CRISPR-Cas9, les ciseaux moléculaires du futur
Afin de contourner cet obstacle et de trouver un traitement capable de réduire la répétition des triplets, les scientifiques lausannois ont fait appel à une nouvelle technique appelée CRISPR-Cas9. Cet outil de génie génétique agit comme une paire de ciseaux moléculaires qui peut être dirigée vers n’importe quel endroit du génome et couper de manière très précise les deux brins d’ADN. «Cette technique permet d’induire des mutations ou encore de corriger des mutations existantes à l’endroit désiré», explique Vincent Dion.
L’utilisation d’une variante de CRISPR-Cas9, l’enzyme dite «nickase», encore plus précise, permet la coupure spécifique de seulement l’un des deux brins d’ADN. «Dans nos travaux, nous avons observé que cette enzyme réduit le nombre de triplets présents dans une répétition dans près de 30% de nos cellules de culture humaine tout en induisant très peu d’expansion», se réjouit Vincent Dion. «Ce résultat est sans précédent: nous disposons désormais d’un outil capable d’induire spécifiquement des contractions des répétitions de CAGs, ce qui constitue une première bonne nouvelle».
Une autre difficulté résidait dans le fait que la vaste majorité des patients souffrant de ces maladies n’ont qu’une copie de leur gène qui contient une expansion, l’autre copie étant normale. Dans plusieurs de ces cas, la copie normale est essentielle à la santé des patients, autrement dit, elle doit rester intacte après l’action de la nickase. «Nous avons donc testé notre approche dans des lignées cellulaires humaines contenant un nombre normal de répétitions. La seconde bonne nouvelle est que la nickase n’a pas eu d’effet sur les copies normales des gènes et est donc spécifique aux cellules ayant un nombre élevé de triplets», relate Vincent Dion.
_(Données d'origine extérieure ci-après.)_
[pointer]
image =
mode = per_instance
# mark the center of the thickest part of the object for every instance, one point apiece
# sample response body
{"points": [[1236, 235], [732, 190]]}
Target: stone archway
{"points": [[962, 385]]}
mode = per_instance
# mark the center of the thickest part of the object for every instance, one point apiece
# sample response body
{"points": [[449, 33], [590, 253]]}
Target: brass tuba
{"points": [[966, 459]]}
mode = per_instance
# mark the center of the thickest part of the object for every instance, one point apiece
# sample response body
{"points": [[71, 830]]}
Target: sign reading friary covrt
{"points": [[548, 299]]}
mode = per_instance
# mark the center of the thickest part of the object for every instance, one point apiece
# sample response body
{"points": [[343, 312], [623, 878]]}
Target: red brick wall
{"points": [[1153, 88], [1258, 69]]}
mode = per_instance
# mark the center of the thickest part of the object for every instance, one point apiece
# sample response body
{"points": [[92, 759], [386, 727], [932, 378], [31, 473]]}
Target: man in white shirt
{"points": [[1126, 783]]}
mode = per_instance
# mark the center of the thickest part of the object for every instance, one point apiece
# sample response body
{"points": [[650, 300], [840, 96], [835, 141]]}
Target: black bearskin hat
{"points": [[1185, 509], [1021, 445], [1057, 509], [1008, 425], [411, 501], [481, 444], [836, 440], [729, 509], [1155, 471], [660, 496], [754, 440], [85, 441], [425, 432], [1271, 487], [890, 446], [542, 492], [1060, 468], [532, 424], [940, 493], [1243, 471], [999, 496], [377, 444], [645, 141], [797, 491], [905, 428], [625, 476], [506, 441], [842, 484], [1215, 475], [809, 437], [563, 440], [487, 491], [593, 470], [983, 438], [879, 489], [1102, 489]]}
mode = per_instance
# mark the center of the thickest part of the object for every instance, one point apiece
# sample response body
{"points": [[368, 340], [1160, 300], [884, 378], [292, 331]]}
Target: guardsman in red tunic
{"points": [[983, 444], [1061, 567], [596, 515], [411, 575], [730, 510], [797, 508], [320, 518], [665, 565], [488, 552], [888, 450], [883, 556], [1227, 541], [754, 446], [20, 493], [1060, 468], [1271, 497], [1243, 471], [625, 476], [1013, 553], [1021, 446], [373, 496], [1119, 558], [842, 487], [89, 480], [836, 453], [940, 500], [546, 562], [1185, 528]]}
S’attaquer à des modèles pathologiques plus complexes
Si l’étude des chercheurs du CIG démontre que la nickase CRISPR-Cas9 peut être utilisée pour réduire le nombre de répétitions dans des cellules humaines, la prochaine étape consiste à déterminer l’impact de cette approche dans des modèles pathologiques plus complexes tels que des cellules souches humaines et des organismes vivants comme la souris. Afin, à terme, de pouvoir disposer d’un réel traitement pour les patients.